10th August 2010, Comments 0 comments

The justice ministry for England and Wales is to slash its nine billion pound budget by two billion, according to a leaked letter which unions said was the first indicator of looming public sector cuts.

Up to 15,000 of the ministry's 80,000 staff could lose their jobs, the Public and Commercial Services (PCS) Union added, after it released a letter to staff from the ministry's finance chief on Tuesday.

Britain's coalition government under Prime Minister David Cameron, which took office in May, has already warned government departments to prepare budget cuts of up to 25 percent as it bids to reduce a record deficit of 154.7 billion pounds (233 billion dollars, 187 billion euros).

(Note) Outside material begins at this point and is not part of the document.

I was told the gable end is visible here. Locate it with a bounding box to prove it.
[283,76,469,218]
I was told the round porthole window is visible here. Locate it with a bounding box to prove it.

It wants to cut this to 37 billion pounds in 2014-2015 and will outline exactly how it plans to do so in a spending review on October 20.

But umbrella group the Trades Union Congress has warned such plans will cause "real suffering" and is set to debate possible days of action at its annual conference next month.

In a letter to staff, Ann Beasley, the Ministry of Justice's director general of finance, said: "The scale of the savings we will have to make are extremely challenging and, given our current budget of around nine billion pounds, are expected to be around two billion pounds."

Indicating staff reductions are likely when the cuts come in from October, she added: "There will have to be less of us."

The PCS's general secretary Mark Serwotka said the proposed cuts were equivalent to the entire prisons budget.

"This is the first indication of the true scale of the cuts being imposed upon departments by this coalition government and it paints a devastating picture," he added, saying the civil service would "simply not be able to cope".

In response to the leak, the Ministry of Justice -- one of the largest government departments, handling courts, prisons and probation services -- said it had submitted its savings proposals to the Treasury.

"We are discussing options with Treasury and will not provide a running commentary on the process. No decisions have been made," a spokesman added.

Scotland's government has responsibility for its own justice under Britain's system of devolution.